Being a diabetic isn't always easy. There are so many things that affect the blood sugars and when the only source of insulin is external it's tricky. Things that make blood sugar crazy include weather, excercise, food, stress, and any combination of these. I started working as a cleaning lady and I was working on my feet 7 hours a day and in bad heatwave. Yeah, this is not the best combination. First week I had at least one hypo a day, that means hypoglycemic or low blood sugar. And several at home. It's not good. And it was only from the heat and work. If I had been working at winter, my blood sugars would have been more manageable but this way I had to lower my basal insulin 35% and I had to cut at least one unit from bolus insulin. Basal means long acting or with pump it means the basic dose you need to get all of the time. Bolus means a bonus insulin with pump or short acting with just injections, and that's a correction for food or high blood sugars. It's really tricky sometimes to try to predict what to take, because I need to know what's going to happen during the day. I take long acting insulin twice a day which makes it easier, since I need only to know what I will do today and I don't need to take into account for tomorrow as well, like I did with Lantus. I've got some spontanious streak from ADHD and sometimes I feel I need to do something because of the hyperactivity so the Levemir gives me better leeway with this.
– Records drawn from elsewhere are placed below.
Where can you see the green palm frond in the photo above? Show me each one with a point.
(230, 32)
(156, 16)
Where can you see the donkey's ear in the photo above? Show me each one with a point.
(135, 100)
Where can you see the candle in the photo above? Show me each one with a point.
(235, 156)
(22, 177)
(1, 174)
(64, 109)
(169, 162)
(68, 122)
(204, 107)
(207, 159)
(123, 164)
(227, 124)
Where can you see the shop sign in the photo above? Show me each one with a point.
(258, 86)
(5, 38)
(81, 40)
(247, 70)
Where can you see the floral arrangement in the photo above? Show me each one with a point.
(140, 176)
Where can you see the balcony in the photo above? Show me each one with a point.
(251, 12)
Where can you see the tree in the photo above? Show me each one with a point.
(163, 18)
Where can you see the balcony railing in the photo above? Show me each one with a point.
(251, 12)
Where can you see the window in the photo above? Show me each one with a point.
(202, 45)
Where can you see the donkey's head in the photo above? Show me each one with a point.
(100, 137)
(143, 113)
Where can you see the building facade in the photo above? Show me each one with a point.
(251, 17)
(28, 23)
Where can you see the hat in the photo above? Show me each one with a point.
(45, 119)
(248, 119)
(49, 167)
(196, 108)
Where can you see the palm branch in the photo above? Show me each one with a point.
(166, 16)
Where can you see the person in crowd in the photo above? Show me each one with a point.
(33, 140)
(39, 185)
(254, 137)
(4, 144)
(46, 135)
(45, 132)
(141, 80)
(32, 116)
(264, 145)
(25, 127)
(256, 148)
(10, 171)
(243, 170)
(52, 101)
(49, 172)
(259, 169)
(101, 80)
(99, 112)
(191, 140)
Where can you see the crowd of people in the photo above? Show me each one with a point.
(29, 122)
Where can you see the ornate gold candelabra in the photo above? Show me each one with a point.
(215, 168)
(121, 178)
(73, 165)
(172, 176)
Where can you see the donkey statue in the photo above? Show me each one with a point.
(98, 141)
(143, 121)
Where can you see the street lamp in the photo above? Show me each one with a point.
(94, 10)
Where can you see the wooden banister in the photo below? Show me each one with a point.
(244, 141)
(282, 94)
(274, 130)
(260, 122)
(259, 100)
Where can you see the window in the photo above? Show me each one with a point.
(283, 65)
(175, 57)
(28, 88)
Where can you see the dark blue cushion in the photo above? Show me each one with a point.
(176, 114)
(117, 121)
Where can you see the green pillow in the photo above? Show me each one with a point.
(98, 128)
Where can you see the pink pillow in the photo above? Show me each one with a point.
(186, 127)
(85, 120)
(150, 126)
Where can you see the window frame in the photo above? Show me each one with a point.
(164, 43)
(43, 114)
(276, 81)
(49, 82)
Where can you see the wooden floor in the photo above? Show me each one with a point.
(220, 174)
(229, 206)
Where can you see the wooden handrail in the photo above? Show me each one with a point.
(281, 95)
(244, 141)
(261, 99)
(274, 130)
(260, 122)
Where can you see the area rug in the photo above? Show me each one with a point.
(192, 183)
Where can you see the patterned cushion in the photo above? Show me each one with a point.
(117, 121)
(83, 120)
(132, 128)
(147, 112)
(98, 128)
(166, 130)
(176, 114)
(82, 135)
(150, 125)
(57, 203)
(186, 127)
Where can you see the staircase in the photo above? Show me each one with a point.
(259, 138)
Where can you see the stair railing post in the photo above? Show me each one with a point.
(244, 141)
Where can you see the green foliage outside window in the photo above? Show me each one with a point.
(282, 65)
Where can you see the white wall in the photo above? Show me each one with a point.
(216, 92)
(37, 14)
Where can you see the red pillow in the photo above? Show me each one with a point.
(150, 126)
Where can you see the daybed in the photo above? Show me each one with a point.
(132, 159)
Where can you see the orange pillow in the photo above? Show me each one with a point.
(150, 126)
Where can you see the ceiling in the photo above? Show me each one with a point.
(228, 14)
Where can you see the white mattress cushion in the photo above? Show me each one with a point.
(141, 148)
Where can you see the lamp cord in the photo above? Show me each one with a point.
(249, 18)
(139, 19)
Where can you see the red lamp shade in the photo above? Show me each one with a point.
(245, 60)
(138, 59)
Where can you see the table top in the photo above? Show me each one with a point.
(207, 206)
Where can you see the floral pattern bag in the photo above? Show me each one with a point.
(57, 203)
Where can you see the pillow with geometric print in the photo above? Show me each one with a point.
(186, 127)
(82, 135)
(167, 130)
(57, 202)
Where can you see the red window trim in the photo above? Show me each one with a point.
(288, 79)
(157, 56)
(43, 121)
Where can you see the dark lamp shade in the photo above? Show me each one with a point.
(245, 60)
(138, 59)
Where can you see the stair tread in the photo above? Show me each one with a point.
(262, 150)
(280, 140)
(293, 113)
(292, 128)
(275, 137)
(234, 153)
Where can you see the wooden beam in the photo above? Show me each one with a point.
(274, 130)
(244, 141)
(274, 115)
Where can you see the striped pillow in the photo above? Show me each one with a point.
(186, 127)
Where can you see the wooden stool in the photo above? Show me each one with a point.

My work ended last Thursday and my blood sugars have been rising. I've been slowly increasing my basal insulin. Well I finally had some proper relaxation last night, good movie and laughing and since then I've had 5 hypos. My highs were from stress not from less excercise.. Sometimes, it's a guessing game with this condition. Some diabetics have problems loosing weight because we need to take so much extra meals because of hypos. Sometimes it's really hard to predict how much to lower basal insulin! We don't often have weight problems, or let me rephrase that: we have less weight problems than type 2 diabetics. Our condition isn't cured with low carb diet or the like. Our bodies don't make insulin at all! We'd die without any insulin!
But sometimes it is easy. Before the heatwave, every time I took my blood sugars, they were perfect! My hypothyroidism was, or is, under my control, not other way around and that helps with blood sugar control. I didn't have to worry about lows or highs. I didn't need to be religious about injections, I mean I didn't need to count the carbs with too much care. When my diabetes is balanced, it doesn't get off balance too easily. If I missed injection complitely I would be screwed for a while, but having a meal and counting the carbs slightly off wasn't big mistake. I could even eat a kiwi or similar, and not have any insulin and highest BS would get, was 12. For a short while, that's nothing dangerous. I'd just take unit or two more with next injection.